As you can see I have an image of my BMD (big majestic dog) for my avatar. Where is it that most of you have found your composer avatars?

In case your interested my dog is a BMD Bernese Mountain Dog. His name is Odin Jara. In this photo he was about 1 1/2 years old. Now he is 3 1/2. He weighs about 120lbs. BMD's are wonderful animals.


----------



## von (Oct 9, 2007)

hm...i chose my avatar because i recently learnt that the 'music scores' from the comic peanuts are extracts from beethoven pieces  lol


----------



## ChamberNut (Jan 30, 2007)

hawk said:


> Hi,
> 
> As you can see I have an image of my BMD (big majestic dog) for my avatar. Where is it that most of you have found your composer avatars?
> 
> In case your interested my dog is a BMD Bernese Mountain Dog. His name is Odin Jara. In this photo he was about 1 1/2 years old. Now he is 3 1/2. He weighs about 120lbs. BMD's are wonderful animals.
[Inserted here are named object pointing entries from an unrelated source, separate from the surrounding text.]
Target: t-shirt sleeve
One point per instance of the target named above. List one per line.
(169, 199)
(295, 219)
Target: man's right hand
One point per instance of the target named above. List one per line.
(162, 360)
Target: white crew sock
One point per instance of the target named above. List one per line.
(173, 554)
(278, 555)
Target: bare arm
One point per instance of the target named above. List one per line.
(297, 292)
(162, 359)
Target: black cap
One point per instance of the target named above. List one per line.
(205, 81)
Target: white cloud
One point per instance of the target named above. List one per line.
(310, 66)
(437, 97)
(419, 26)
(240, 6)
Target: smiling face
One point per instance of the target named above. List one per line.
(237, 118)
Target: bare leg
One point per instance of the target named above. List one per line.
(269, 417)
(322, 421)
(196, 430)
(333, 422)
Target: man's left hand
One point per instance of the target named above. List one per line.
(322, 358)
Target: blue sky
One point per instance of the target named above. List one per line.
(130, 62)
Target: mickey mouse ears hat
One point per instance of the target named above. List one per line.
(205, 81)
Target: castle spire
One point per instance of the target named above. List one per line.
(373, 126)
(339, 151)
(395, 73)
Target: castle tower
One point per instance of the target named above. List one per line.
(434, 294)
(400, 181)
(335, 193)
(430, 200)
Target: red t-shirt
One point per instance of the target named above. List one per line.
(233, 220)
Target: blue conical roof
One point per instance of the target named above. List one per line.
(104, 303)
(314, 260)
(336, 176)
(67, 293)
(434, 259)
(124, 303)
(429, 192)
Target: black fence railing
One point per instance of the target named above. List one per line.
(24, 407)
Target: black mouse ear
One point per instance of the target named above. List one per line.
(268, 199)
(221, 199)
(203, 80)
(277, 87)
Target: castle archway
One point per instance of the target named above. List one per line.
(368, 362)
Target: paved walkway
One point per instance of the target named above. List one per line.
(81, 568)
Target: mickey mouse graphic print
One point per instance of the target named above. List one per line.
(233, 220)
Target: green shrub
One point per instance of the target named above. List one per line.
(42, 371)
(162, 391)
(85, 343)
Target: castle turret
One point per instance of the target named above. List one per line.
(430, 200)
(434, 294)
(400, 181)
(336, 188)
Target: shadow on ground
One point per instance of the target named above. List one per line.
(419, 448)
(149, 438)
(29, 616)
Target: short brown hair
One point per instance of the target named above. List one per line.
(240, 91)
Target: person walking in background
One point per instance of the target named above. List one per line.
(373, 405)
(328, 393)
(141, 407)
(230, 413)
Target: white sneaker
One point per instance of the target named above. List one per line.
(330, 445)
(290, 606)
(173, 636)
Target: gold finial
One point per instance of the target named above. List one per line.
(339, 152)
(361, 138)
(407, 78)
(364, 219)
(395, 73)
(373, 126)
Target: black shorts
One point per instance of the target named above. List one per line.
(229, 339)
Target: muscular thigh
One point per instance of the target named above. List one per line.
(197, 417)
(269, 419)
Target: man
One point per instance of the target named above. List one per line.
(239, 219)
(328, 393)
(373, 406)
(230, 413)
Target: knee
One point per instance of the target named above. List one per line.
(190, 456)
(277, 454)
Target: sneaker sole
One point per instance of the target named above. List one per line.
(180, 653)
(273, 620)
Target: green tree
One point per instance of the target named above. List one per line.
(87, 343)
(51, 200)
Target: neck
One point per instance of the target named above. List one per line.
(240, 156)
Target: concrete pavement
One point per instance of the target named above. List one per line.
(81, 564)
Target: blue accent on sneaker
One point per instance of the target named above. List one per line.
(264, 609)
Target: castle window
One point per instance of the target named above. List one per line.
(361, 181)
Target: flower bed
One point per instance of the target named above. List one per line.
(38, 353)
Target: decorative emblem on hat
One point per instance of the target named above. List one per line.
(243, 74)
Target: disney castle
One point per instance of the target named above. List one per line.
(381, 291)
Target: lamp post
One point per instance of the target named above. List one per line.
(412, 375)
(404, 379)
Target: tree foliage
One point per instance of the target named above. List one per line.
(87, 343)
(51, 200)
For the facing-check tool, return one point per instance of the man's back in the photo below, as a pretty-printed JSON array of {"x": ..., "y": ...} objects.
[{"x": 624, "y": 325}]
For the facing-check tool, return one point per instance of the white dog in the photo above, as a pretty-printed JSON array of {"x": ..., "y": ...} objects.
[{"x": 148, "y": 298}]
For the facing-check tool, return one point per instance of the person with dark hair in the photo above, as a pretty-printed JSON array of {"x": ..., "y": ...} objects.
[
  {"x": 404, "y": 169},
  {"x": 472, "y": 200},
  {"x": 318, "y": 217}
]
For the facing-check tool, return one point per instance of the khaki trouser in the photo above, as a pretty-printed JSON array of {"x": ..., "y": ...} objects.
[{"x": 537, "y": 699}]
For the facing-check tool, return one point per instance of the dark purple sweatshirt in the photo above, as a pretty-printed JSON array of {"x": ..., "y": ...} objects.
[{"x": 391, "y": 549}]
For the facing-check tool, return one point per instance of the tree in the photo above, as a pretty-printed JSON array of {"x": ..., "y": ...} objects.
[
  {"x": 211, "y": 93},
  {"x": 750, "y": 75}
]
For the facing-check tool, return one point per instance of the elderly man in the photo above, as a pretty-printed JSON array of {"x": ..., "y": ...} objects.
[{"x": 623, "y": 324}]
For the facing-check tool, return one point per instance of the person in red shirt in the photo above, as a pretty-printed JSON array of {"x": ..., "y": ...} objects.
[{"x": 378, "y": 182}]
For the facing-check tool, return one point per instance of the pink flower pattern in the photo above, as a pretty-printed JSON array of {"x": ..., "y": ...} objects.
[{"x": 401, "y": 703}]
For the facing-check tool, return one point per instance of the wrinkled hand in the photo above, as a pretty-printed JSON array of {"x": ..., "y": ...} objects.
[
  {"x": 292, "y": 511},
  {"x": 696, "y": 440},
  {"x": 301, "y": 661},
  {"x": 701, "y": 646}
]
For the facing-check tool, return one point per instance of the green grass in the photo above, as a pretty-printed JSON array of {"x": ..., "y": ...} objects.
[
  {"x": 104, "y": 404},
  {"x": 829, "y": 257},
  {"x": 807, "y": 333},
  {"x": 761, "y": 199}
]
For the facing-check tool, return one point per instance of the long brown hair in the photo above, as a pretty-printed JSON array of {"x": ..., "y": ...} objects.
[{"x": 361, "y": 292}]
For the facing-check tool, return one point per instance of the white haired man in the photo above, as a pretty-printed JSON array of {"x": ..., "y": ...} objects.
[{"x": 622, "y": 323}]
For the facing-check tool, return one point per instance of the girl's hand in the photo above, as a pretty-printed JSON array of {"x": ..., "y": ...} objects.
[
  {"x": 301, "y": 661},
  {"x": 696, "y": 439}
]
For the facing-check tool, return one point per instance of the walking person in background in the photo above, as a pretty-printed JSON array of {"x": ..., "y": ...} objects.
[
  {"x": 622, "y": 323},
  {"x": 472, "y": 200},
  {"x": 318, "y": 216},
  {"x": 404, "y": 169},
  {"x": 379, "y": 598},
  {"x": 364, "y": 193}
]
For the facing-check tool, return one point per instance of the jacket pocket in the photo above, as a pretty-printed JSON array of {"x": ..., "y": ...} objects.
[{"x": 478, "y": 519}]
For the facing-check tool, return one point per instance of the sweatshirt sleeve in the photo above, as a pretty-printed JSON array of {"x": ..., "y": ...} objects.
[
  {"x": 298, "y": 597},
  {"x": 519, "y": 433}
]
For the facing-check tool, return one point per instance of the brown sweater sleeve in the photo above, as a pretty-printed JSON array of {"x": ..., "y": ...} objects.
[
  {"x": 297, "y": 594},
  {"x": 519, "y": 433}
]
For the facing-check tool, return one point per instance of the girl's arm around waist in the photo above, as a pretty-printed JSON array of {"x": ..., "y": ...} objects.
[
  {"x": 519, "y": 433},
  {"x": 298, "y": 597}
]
I got my composer avatar from doing a search on Google images.

Two doors down from us, the woman has two dogs, one of them a Bernese Mountain Dog. What a beautiful specimen of a dog!

As for me, we just got a pug puppy 1 1/2 months ago, her name's Beatrice.


----------



## Edward Elgar (Mar 22, 2006)

I got my avatar from a picture I took of myself back in 1889!
You should see how I look now!


----------



## Krummhorn (Feb 18, 2007)

The avatar I use came from a template I downloaded from somewhere years back. It is representative of what I play for a living.

Great answer, Edward Elgar ... I roared with laughter.

Kh


----------



## hawk (Oct 1, 2007)

Thanks for your reply's. I spent way too long looking for the magical avatar page on this forum 
E. Elgar thanks for the laugh...you are of course joking aren't you 

Peace
Hawk


----------



## Handel (Apr 18, 2007)

Avatar comes from a portrait of Handel by Balthasar Denner (c. 1726-1728).


----------



## oisfetz (Dec 11, 2006)

I've just change mine. I'suppose all of you know those three amateur players.
Pity they didn't recorded together as a trio. But 2 of them recorded a sonata,
and 2 a concerto.


----------



## StlukesguildOhio (Dec 25, 2006)

As a visual artist and art educator I needed to choose something artistic, didn't I? I've long been enamored of medieval art and the rose-window from Chartres cathedral is one of the most magnificent products of that age. I'm also fascinated with the manner in which that image (abstract as it is) suggests something musical... as well as something deeply spiritual... something like BACH! Clearly my favorite composer.


----------